Una specializzanda, frequentatrice del corso di formazione specifica in medicina generale, è stata chiamata in giudizio dalla Procura Regionale per il risarcimento in favore della regione Abruzzo del danno patrimoniale pari all’importo lordo della borsa di studio percepita, in quanto ha violato il regime di incompatibilità tassativamente previsto, avendo instaurato durante la frequenza del corso un rapporto di lavoro continuativo con una clinica convenzionata.

Corte dei Conti – Sez. Giur. Abruzzo; Sent. n. 375 del 17.10.2012

FATTO

1. La dott.ssa X., nella sua qualità di medico titolare di borsa di studio in quanto frequentatrice, tra il 2003 e il 2006, del corso di formazione specifica in medicina generale, è stata chiamata in giudizio dalla Procura Regionale per il risarcimento in favore della regione Abruzzo di un danno patrimoniale di euro 29.000,80 (pari all’importo lordo della borsa di studio percepita), oltre interessi e rivalutazione. Ritiene infatti il Pubblico Ministero che la convenuta abbia violato il regime di incompatibilità tassativamente previsto per i beneficiari della borsa di studio in parola, avendo instaurato durante la frequenza del corso un rapporto di lavoro continuativo con una clinica convenzionata (come rilevato dalla Guardia di Finanza in occasione di specifici controlli), e che pertanto debba restituire la borsa di studio indebitamente ricevuta.
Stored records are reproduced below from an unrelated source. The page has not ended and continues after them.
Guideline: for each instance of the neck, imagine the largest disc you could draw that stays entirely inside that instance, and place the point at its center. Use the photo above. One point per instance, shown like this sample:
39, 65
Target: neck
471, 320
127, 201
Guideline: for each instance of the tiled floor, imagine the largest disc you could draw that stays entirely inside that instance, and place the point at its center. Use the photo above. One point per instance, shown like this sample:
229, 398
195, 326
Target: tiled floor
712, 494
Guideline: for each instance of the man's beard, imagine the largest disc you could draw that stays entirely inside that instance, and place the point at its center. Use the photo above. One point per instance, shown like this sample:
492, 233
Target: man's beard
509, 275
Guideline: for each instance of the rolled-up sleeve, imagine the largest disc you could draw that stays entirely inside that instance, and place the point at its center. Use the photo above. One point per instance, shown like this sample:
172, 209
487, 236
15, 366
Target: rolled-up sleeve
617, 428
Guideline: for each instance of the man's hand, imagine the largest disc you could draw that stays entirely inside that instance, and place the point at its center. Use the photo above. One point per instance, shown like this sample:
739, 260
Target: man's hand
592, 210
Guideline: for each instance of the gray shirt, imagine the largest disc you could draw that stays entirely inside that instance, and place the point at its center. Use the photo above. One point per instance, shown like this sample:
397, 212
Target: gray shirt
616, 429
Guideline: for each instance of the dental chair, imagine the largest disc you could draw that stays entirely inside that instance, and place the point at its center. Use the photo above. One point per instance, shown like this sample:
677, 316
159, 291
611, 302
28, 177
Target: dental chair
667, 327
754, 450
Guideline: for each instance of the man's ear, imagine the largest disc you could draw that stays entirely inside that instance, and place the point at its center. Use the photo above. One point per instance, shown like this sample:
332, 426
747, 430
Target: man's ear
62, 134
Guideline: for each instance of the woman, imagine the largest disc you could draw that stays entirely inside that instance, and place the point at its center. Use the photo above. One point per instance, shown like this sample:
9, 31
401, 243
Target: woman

La Procura richiama anzi tutto le seguenti fonti normative: decreto legislativo 17 agosto 1999, n. 368; legge 28 dicembre 2001, n. 448; decreto legislativo 8 luglio 2003, n. 277; legge 26 maggio 2004, n. 138; decreti del Ministero della salute in data 11 settembre 2003 e 7 marzo 2006. Richiama altresì le circolari n. 03/DIRP/IV/26221/9963 del 16/12/2003 e n. 18024/P del 31/05/2004 diramate dal Ministero della Salute – Dipartimento della qualità – Direzione delle Risorse Umane e delle Professioni Sanitarie.

Nell’atto di citazione si espone, poi, che la convenuta ha percepito a titolo di borsa di studio i seguenti importi: € 10.636,00 nel 2004, € 11.603,00 nel 2005 ed € 6.768,00 nel 2006. Negli anni in esame, l’interessata ha però percepito anche i seguenti redditi da una clinica convenzionata, a fronte di rapporti continuativi: € 4.696,00 nel 2004, € 15.428,00 nel 2005 ed € 15.269,00 nel 2006. Per questi fatti la convenuta sarebbe anche “risultata sottoposta a un procedimento penale nel quale era presente anche una condotta dolosa e causativa di danno all’erario”.

Acquisite e vagliate le deduzioni difensive dell’interessata, la Procura regionale ha ritenuto di dover agire in giudizio sussistendo, a suo avviso, tutti gli elementi per l’imputazione della responsabilità amministrativa: il rapporto di servizio con la Regione, il nesso causale tra condotta ed evento dannoso (consistente quest’ultimo nel pregiudizio finanziario insito nel versamento alla borsista di somme non spettanti), l’elemento psicologico della “colpa grave, anche sotto il profilo dell’intenzionalità del danno”, per non avere la convenuta collaborato lealmente con l’amministrazione sanitaria regionale, omettendo di comunicare le situazioni di incompatibilità che le precludevano il conseguimento della borsa di studio, in presenza di una normativa chiara che non poteva essere ignorata da parte di un medico specializzando. Né si pone, ad avviso del Pubblico Ministero, un problema di prescrizione, non potendo che decorrere il termine iniziale dalla scoperta dell’illegittima percezione della borsa di studio (cioè dopo i controlli svolti dalla Guardia di Finanza): la convenuta, si sostiene in citazione, nulla avrebbe fatto per comunicare all’amministrazione se la sua posizione di percettore di retribuzioni da parte di una clinica privata era compatibile con lo svolgimento della specializzazione medica, così venendo meno al rapporto di leale collaborazione cui era tenuta appunto in quanto borsista.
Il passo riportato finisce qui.